Thanks for reading! – PMc
Can’t wait!
Congratulations! I would love to read this–when and how do I get to do that? Will it be at our fabulous Powell’s Bookstore in Portland, OR.?
Hello, Cynthia. I think you have sorted this out, but if you feel so inclined, please ask Powell’s to order it!
I have read this story in the book twice – it is such a brave story to have told and to have lived. And as story it is wonderful, too.
It was his hands she noticed first. That’s what she’d tell you. It’s a lie of course, but his hands were important. She says it was his hands because she’s telling a story. About years back and how he moved her across the floor, easy with those hands, one at her waist and one holding her hand in his.

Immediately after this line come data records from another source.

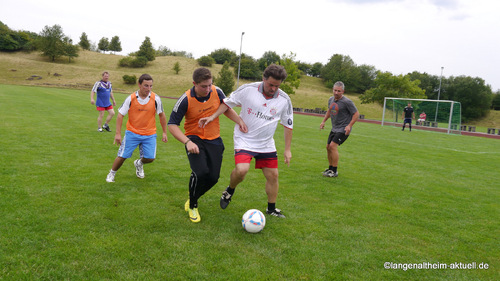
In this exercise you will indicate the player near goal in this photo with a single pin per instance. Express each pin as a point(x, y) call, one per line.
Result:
point(343, 114)
point(408, 115)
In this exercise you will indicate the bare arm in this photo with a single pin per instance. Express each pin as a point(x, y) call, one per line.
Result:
point(231, 114)
point(163, 122)
point(288, 145)
point(118, 134)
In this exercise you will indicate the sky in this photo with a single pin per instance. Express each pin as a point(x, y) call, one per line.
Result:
point(452, 37)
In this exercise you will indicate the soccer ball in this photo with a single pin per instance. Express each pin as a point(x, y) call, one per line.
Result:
point(253, 221)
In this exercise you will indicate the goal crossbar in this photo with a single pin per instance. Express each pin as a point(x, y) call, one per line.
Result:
point(452, 108)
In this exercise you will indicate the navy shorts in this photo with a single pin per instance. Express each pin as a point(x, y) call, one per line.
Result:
point(338, 138)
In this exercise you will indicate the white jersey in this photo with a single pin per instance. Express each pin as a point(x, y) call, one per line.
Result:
point(261, 115)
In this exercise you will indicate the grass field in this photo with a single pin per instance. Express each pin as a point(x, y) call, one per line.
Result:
point(84, 70)
point(401, 197)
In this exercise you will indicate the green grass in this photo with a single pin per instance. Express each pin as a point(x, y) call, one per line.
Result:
point(400, 197)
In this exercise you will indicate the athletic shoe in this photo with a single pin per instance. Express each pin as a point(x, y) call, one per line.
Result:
point(330, 174)
point(106, 127)
point(225, 199)
point(194, 216)
point(276, 213)
point(139, 171)
point(110, 177)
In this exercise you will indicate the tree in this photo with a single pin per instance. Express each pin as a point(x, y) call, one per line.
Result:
point(51, 42)
point(146, 50)
point(222, 55)
point(315, 70)
point(206, 61)
point(11, 40)
point(225, 80)
point(267, 59)
point(495, 102)
point(248, 68)
point(388, 85)
point(293, 74)
point(472, 93)
point(115, 45)
point(70, 50)
point(341, 68)
point(163, 51)
point(84, 42)
point(177, 68)
point(103, 44)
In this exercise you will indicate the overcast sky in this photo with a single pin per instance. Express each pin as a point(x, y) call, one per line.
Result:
point(399, 36)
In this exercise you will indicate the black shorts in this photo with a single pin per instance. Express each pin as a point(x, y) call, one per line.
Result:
point(338, 138)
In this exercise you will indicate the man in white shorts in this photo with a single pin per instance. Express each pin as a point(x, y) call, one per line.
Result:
point(263, 106)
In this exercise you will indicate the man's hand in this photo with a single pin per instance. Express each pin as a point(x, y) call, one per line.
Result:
point(118, 139)
point(192, 147)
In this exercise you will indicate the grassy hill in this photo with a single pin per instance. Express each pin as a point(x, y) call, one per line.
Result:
point(83, 71)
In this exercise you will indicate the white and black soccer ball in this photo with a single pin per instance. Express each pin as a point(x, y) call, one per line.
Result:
point(253, 221)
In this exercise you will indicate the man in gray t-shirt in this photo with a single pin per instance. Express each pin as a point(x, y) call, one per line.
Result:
point(343, 114)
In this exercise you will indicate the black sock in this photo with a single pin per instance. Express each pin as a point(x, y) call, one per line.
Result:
point(271, 206)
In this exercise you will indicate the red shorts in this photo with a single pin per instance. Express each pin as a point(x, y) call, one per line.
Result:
point(262, 160)
point(104, 108)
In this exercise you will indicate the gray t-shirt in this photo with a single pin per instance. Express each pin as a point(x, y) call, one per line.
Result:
point(341, 112)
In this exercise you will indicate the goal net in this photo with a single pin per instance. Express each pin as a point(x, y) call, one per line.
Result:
point(440, 115)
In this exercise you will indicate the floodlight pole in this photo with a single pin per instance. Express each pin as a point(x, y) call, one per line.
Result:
point(239, 61)
point(439, 93)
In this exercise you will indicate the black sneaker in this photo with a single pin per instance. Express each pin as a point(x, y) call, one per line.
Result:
point(106, 127)
point(225, 199)
point(276, 213)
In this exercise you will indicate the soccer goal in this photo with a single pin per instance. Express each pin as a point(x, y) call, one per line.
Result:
point(440, 115)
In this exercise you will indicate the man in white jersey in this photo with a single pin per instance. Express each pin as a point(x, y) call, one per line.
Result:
point(263, 105)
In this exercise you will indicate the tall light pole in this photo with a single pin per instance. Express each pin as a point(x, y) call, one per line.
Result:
point(439, 93)
point(239, 62)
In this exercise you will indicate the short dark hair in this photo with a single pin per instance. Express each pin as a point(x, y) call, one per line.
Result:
point(145, 77)
point(278, 72)
point(201, 74)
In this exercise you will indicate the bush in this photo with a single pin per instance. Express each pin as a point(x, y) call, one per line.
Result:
point(139, 62)
point(126, 62)
point(206, 61)
point(136, 62)
point(129, 79)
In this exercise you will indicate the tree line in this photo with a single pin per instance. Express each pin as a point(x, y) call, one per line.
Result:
point(372, 85)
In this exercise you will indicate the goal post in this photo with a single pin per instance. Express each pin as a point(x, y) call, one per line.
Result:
point(445, 115)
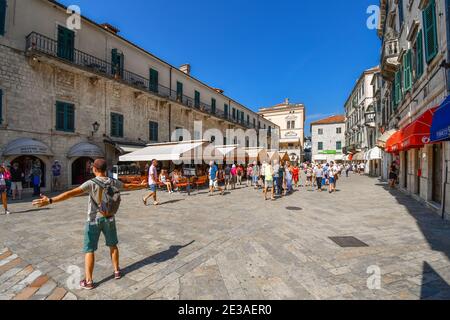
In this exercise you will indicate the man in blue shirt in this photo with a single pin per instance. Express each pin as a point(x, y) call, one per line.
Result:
point(213, 179)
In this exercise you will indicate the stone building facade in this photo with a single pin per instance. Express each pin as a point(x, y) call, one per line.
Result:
point(290, 118)
point(74, 95)
point(415, 49)
point(328, 139)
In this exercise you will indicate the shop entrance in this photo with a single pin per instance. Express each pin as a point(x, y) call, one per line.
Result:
point(82, 170)
point(405, 171)
point(437, 173)
point(27, 164)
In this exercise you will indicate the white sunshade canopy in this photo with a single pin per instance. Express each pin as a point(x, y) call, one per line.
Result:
point(166, 152)
point(27, 146)
point(381, 141)
point(125, 148)
point(374, 154)
point(320, 157)
point(85, 149)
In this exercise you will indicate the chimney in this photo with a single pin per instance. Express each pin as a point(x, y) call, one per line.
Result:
point(186, 68)
point(110, 28)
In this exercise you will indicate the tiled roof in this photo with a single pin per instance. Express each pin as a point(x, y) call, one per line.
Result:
point(330, 120)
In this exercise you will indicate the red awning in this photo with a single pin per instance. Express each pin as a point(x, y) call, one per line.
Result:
point(417, 133)
point(393, 144)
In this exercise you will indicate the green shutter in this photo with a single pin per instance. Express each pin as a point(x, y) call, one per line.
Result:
point(407, 71)
point(60, 116)
point(430, 31)
point(69, 123)
point(197, 99)
point(213, 105)
point(2, 17)
point(154, 80)
point(120, 123)
point(419, 55)
point(1, 106)
point(66, 43)
point(113, 125)
point(179, 91)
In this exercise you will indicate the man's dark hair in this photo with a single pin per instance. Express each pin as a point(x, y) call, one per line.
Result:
point(100, 164)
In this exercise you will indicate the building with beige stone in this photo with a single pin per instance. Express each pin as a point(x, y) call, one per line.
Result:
point(74, 95)
point(290, 118)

And everything in tripping step with the music, like something out of a black and white movie or a dream.
Then after, in the velvet dark of the street behind the club, and it smelled of piss there and old bourbon and cigarettes, but it’s his hands again that she speaks of, raised in the air and pretending to hold the moon, wanting to pull it out of the sky for her, and that made her laugh and she kissed him and she put her tongue in his mouth.
His hands under her clothes and he said that was like holding the moon, too – holding two moons. And he pinched her nipples, hard enough she sucked in air and made a sound in the back of her throat and felt her legs weaken. That’s how she tells it. That’s what she remembers – his hands and how they reached out for her and held her and hurt her, but only in a way that made her hiss ‘yes’ and ‘yes’ through her teeth, her eyes closed and stars bursting in the closed-eye dark.

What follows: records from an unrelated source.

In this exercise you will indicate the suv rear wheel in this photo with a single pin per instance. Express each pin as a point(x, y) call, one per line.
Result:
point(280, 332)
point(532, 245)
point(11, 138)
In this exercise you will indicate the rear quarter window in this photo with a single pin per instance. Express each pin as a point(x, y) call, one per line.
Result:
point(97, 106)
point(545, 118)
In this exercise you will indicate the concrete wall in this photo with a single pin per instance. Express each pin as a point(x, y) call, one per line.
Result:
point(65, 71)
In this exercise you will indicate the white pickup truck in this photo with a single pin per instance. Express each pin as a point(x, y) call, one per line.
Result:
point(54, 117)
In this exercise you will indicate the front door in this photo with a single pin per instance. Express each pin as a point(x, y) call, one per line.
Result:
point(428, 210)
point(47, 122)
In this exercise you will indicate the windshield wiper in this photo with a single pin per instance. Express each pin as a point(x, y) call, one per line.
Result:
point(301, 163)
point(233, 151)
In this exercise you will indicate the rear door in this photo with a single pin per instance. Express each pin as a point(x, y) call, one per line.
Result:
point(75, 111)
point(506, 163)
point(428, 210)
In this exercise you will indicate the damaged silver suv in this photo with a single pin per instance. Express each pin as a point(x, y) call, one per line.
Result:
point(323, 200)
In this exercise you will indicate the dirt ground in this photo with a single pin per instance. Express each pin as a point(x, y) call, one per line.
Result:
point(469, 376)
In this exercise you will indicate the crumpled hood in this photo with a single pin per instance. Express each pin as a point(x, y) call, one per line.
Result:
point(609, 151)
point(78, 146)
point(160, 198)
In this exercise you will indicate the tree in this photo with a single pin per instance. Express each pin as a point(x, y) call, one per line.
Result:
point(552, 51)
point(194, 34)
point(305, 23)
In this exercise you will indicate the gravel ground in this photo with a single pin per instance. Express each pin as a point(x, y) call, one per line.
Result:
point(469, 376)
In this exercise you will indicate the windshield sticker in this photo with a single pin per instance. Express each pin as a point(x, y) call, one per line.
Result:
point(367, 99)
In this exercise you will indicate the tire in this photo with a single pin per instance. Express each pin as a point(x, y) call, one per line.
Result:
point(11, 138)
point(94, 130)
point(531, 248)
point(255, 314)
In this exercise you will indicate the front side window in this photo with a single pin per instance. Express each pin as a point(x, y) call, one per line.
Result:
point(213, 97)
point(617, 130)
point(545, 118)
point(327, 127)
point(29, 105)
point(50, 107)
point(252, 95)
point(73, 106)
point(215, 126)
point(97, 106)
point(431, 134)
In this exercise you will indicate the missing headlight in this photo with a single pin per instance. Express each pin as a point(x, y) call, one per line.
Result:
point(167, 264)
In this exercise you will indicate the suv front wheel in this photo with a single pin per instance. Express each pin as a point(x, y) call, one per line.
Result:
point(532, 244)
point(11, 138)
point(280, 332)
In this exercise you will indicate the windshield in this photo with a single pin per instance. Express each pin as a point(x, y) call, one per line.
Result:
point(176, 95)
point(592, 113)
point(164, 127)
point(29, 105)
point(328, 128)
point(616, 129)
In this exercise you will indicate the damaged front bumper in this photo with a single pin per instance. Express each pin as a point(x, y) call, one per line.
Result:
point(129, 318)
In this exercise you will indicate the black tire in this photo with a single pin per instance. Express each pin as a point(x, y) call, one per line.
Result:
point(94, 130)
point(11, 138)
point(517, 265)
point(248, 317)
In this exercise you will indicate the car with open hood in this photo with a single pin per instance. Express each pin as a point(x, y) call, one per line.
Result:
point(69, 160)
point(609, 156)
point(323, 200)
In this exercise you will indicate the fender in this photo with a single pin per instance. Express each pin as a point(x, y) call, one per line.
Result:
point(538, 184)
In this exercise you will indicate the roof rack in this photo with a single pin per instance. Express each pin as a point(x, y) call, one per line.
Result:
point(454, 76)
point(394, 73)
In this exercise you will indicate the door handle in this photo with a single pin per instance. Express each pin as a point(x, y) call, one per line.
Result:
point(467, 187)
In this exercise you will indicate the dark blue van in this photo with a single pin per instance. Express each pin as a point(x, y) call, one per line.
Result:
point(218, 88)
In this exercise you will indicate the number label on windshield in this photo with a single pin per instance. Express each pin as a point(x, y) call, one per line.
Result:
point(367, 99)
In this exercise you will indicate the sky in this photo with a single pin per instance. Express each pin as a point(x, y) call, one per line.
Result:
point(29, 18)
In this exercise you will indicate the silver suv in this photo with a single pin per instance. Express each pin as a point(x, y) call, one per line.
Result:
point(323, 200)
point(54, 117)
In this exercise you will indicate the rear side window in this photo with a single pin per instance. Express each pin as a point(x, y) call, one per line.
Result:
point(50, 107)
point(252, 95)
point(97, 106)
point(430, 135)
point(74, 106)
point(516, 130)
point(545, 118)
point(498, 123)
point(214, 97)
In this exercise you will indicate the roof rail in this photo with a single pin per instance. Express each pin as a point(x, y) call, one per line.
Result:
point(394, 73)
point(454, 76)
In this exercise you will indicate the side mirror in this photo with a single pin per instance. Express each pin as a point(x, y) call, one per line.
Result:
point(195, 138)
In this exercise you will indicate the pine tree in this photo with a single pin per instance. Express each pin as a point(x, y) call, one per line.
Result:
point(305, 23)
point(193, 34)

It’s a story, that’s all, one she tells to herself, and sometimes tells to women in bars, women who were pretty once and who are so far in drink they don’t remember when they wake beside her and they do not know her name. She has no clothes on and she sleeps through the hesitant knock on the door telling her the room has ‘please to be cleaned now,’ and the hotel curtains are open so the day is a hard light.
And stories that are told all end, but they can be told over and over so that it is like they do not. She shifts in her sleep and the woman she is with rises and gets dressed without making a sound, and regret in the woman’s mouth tastes of blood or metal on her tongue and she steals from the room like a thief fearful of being caught.
And there are bruises on the sleeping woman’s tits, the press of his fists like bread when it is punched flat for the second rise. And she’ll go back to him later that day, going back as she always does, and she’ll tell herself the same story about his hands and the moon will be lifted up to the sky again; and the story is a hand-on-my-heart lie but she tells it all the same.
Lindsay! The best compliment a writer can get, to my mind, is that their work makes someone else want to write something as well. Thanks for this.